Purpose: Our advice is to be aware of why you would be having a meeting. Do you need to discuss future directions, do you want feedback on your work, do you want to catch up with your collaborators? All these are definitely valid purposes to schedule a meeting. Are you scheduling the meeting just because you haven’t met for a while? Or is it a re-occuring meeting blocking some spot in your calendar and you think you should just attend. In this case, it might be worth canceling the meeting.
Preparation: If the meeting has a valid purpose, preparation is key to making it successful. Depending on your meeting’s purpose, here are some ideas on how to best prepare.
- If you want to discuss future directions on something that you have been working on, prepare a summary of what you have done in the past, why you have done it, and what was your intended outcome. Also, it might be helpful to include a short summary of the overarching goal, just to remind the person who is supposed to give you feedback. We usually recommend our students to put this information into a short written report and share it with us 1-2 days before the meeting, such that we can already think about it before and give better direction. Additionally, it is always helpful if you have some slides for the meeting, just as a visual aid to brainstorm together.
- If you want feedback on your work, the same strategy will be useful: prepare a written short report, and have slides ready. Also, think clearly about what parts of the work you would like to get feedback on. Formulate this as questions, and stay as concrete as you can. Thereby, you will get the most out of it. These questions also guide your advisor on what aspects to focus on, and helps both of you to use your time efficiently.
- If you want to catch up with collaborators, recall what they were supposed to be working on. Were there some concrete topics there wanted to cover, or some experiments to run? If necessary, check meeting notes from the last meeting to remember. Then, reach out to them and, for example, ask them to prepare 1-2 slides in a shared presentation about their topic. It is also always helpful if you have concrete questions about their outcome. This helps making the exchange efficient and shows that you also care about what they are working on. If multiple people are involved, it often also makes sense to make an agenda (with time allocation), and to send this around before the meeting, just such that everyone is on the same page. You should also always ask your collaborators if they have topics they want to include in the schedule.

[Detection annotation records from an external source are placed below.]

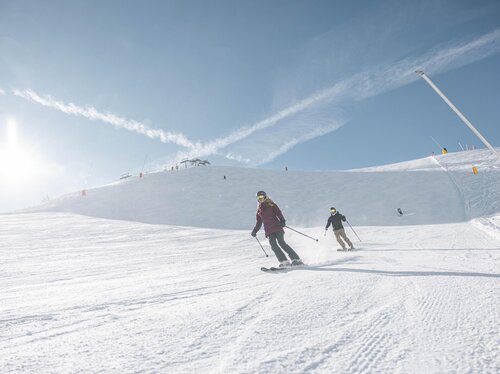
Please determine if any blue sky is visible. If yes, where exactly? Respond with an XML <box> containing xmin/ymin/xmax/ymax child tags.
<box><xmin>0</xmin><ymin>0</ymin><xmax>500</xmax><ymax>212</ymax></box>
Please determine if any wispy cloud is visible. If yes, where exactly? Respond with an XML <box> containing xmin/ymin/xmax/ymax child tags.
<box><xmin>13</xmin><ymin>89</ymin><xmax>200</xmax><ymax>148</ymax></box>
<box><xmin>178</xmin><ymin>29</ymin><xmax>500</xmax><ymax>164</ymax></box>
<box><xmin>10</xmin><ymin>28</ymin><xmax>500</xmax><ymax>165</ymax></box>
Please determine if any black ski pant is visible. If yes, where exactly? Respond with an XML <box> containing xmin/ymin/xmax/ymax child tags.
<box><xmin>269</xmin><ymin>231</ymin><xmax>300</xmax><ymax>262</ymax></box>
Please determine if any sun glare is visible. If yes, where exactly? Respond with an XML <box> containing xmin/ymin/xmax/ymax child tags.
<box><xmin>0</xmin><ymin>117</ymin><xmax>42</xmax><ymax>185</ymax></box>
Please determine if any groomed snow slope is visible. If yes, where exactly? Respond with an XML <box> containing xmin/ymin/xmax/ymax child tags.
<box><xmin>0</xmin><ymin>148</ymin><xmax>500</xmax><ymax>373</ymax></box>
<box><xmin>26</xmin><ymin>151</ymin><xmax>500</xmax><ymax>229</ymax></box>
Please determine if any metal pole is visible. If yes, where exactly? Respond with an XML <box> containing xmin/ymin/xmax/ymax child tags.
<box><xmin>430</xmin><ymin>136</ymin><xmax>443</xmax><ymax>149</ymax></box>
<box><xmin>416</xmin><ymin>70</ymin><xmax>500</xmax><ymax>159</ymax></box>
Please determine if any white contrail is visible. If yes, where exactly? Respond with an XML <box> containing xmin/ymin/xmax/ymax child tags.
<box><xmin>13</xmin><ymin>89</ymin><xmax>200</xmax><ymax>148</ymax></box>
<box><xmin>13</xmin><ymin>28</ymin><xmax>500</xmax><ymax>163</ymax></box>
<box><xmin>184</xmin><ymin>28</ymin><xmax>500</xmax><ymax>159</ymax></box>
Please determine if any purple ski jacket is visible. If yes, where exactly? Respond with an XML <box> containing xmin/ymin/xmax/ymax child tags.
<box><xmin>253</xmin><ymin>198</ymin><xmax>285</xmax><ymax>238</ymax></box>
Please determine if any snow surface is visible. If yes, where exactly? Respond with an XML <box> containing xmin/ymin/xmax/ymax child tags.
<box><xmin>0</xmin><ymin>151</ymin><xmax>500</xmax><ymax>373</ymax></box>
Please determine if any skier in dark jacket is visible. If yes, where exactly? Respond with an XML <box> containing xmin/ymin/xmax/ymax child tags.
<box><xmin>251</xmin><ymin>191</ymin><xmax>304</xmax><ymax>267</ymax></box>
<box><xmin>325</xmin><ymin>207</ymin><xmax>354</xmax><ymax>250</ymax></box>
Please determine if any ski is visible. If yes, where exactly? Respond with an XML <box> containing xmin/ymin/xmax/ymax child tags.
<box><xmin>260</xmin><ymin>266</ymin><xmax>290</xmax><ymax>273</ymax></box>
<box><xmin>260</xmin><ymin>264</ymin><xmax>307</xmax><ymax>273</ymax></box>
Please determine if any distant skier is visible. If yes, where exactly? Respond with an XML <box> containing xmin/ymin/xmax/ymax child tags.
<box><xmin>325</xmin><ymin>207</ymin><xmax>354</xmax><ymax>250</ymax></box>
<box><xmin>251</xmin><ymin>191</ymin><xmax>304</xmax><ymax>267</ymax></box>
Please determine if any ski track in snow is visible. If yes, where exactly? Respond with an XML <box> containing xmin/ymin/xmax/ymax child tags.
<box><xmin>0</xmin><ymin>153</ymin><xmax>500</xmax><ymax>373</ymax></box>
<box><xmin>0</xmin><ymin>213</ymin><xmax>500</xmax><ymax>373</ymax></box>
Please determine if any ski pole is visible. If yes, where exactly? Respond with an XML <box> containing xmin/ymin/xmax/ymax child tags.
<box><xmin>285</xmin><ymin>226</ymin><xmax>318</xmax><ymax>241</ymax></box>
<box><xmin>345</xmin><ymin>219</ymin><xmax>361</xmax><ymax>241</ymax></box>
<box><xmin>255</xmin><ymin>237</ymin><xmax>269</xmax><ymax>257</ymax></box>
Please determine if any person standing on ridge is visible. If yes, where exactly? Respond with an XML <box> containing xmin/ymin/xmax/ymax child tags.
<box><xmin>325</xmin><ymin>207</ymin><xmax>354</xmax><ymax>251</ymax></box>
<box><xmin>251</xmin><ymin>191</ymin><xmax>304</xmax><ymax>267</ymax></box>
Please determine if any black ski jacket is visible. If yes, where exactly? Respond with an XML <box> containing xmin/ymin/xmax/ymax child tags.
<box><xmin>325</xmin><ymin>212</ymin><xmax>345</xmax><ymax>230</ymax></box>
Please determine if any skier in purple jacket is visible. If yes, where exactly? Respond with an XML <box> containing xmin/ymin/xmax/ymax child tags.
<box><xmin>251</xmin><ymin>191</ymin><xmax>304</xmax><ymax>267</ymax></box>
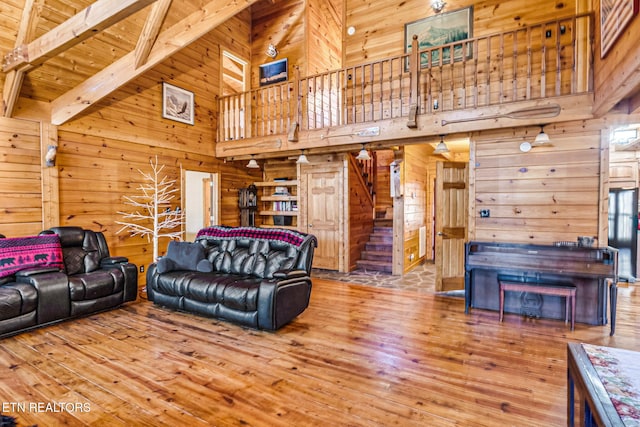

In the meeting: The best meetings are the ones that are on point. If you are well prepared, then you are halfway there. During the meeting, the most important thing then will be to reach the desired outcome. In the process, we recommend you keep track of time. If you have a written agenda, this might be relatively easy, if you only have your prepared slides and questions, it might be more tricky. But you can still navigate the timing according to your priorities, and depending on how many points you would like to discuss. Also, don’t hesitate to take lead in the meeting and try to prevent loosing time. If you notice that a conversation does not lead anywhere, or if other participants are not as well prepared as you are and slow down the pace by re-iterating things that you all had already agreed on in the last weeks, don’t be shy to intervene. You can do so very gently, by, for example, pointing to the agenda, saying that there are still a few open points, and that the current ongoing discussion could be moved offline for after the meeting, or should be conducted between the parties involved within a different scope than the meeting. Additionally, we recommend you to take notes during the meeting to keep track on everything that was discussed and to document important decisions and next to-do items.
After the meeting: We recommend to take some time after the meeting to first of all reflect on the things that have been discussed. Ask yourself if the purpose of the meeting was met. If not, you might have to re-iterate and ask for more feedback offline, and formulate the parts that you need more feedback on. Then, structure your meeting notes to make them useful for the future. Always ask yourself, if your future you, two months from now, would still be able to make sense of them? If not, try to improve them and write them down where you can revisit them in the future. Finally, if other people are involved, it might make sense to share your notes with them. Make sure that the to-dos you discussed are assigned and the everyone involved knows what is expected from them until the next meeting.
Running efficient meetings takes practice, but if you follow the steps above, you will become more efficient and have better outcomes.